Verzamelbesluit Omgevingswet bodem en water 2025

Reactie

Naam DCMR Milieudienst Rijnmond (S Theuns)
Plaats Schiedam
Datum 13 februari 2024

Vraag1

Hebt u vragen of opmerkingen? U kunt via deze website reageren op alle onderdelen van het Besluit en de Toelichting.
De DCMR heeft op 21 november 2023 aandachtspunten aangegeven over de destijds geconsolideerde tekst van het Besluit activiteiten leefomgeving. Deze reactie heeft IPLO-nummer 23071319. Via deze weg geeft de DCMR nogmaals aan welke punten onder het BAL aandacht behoeven.

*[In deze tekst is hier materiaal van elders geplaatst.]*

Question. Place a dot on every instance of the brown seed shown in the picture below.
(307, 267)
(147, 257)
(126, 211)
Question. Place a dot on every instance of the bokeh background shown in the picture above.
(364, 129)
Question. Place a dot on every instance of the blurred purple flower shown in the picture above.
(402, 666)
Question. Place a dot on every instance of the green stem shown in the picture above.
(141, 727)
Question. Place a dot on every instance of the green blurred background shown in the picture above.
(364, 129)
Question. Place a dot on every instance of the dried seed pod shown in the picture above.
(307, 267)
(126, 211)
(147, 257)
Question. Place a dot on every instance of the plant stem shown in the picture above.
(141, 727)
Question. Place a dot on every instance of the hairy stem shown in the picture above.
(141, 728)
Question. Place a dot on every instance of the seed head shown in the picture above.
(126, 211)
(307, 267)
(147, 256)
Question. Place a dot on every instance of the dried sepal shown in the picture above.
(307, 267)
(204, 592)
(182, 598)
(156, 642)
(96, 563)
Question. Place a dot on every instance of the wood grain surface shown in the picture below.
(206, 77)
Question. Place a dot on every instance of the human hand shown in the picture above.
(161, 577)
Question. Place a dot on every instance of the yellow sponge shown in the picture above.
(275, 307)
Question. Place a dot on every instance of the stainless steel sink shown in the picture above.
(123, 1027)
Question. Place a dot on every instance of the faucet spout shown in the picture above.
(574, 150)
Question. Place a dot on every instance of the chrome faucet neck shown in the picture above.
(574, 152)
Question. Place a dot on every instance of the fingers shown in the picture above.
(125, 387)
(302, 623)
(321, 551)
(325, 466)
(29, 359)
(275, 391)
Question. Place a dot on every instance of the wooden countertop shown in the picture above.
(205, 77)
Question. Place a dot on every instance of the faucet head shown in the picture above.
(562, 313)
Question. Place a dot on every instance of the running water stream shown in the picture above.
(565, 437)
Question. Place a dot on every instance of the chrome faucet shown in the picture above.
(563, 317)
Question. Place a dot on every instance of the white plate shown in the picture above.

De DCMR verzoekt om in Artikel 5.2, naast de eis voor het leveren van kaartmateriaal waar de locatie van de bodembedreigende stoffen kenbaar wordt gemaakt, het artikel aan te vullen met de eis om voorafgaand van de start van de MBA een stoffenlijst aan te leveren van alle te verwachten bodembedreigende chemische stoffen die tijdens de levensduur van de activiteit aanwezig zullen zijn op de plaatsen waar de activiteit (MBA) wordt verricht. Hierbij wordt ook gevraagd om aan te geven op welk detailniveau (minimaal relevante CAS-nummers) dit overzicht aan moet voldoen. Dit omdat Bal § 5.3.1 naar onze inzichten niet voldoende is wanneer het gaat om het duidelijk in kaart brengen van de verschillende activiteiten of stofgebruik van een MBA. Dit geld zeker voor een langdurige MBA.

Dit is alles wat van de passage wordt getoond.